Baugh gives students a college success packet containing information about the Federal Application for Federal Student Aid, schedule building and class registration as well as helpful testing tips and steps to take after registering for classes.

Thinking long-term and setting goals helps students reach their potential, NE success coach Amanda Wasemiller said.

“If you come in thinking long-term, it helps you to set some goals. Setting goals is going to help you reach them,” she said. “Aim to move toward something faster than the alternative, which is to not have any and to not know what your end goal is. You can get nowhere far with no goals.”

She encouraged students to be aware of where they want to go and what they want to do next after finishing coursework at TCC.

“If you would have known at the beginning that you needed that 3.5, you would have worked toward that in those individual semesters,” she said.

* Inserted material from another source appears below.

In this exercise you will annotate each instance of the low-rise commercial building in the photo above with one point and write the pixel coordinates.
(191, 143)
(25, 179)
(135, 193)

First-year TCC student Andrew Bird said being involved with groups on campus and being in each class have been pivotal in his success.

“Essentially, college isn’t hard. If you actually go to the classes, you can find a nice groove,” he said. “If you are having a hard time adjusting, find something to do on campus. You won’t feel as weird most likely.”

Former student Connor Thompson received 50 credit hours at TCC before transferring to Texas A&M. He found that communicating with professors and avoiding procrastination have carried over in his success so far.

“I always remind myself of something I wish to have or accomplish later in life when taking a less desirable class, and it most definitely helps me to persevere throughout the semester,” he said. “One’s mentality to college can either be the key to their success or the reason why they failed in their goals, so that’s why I’d like to emphasize having a consistent, positive mindset.”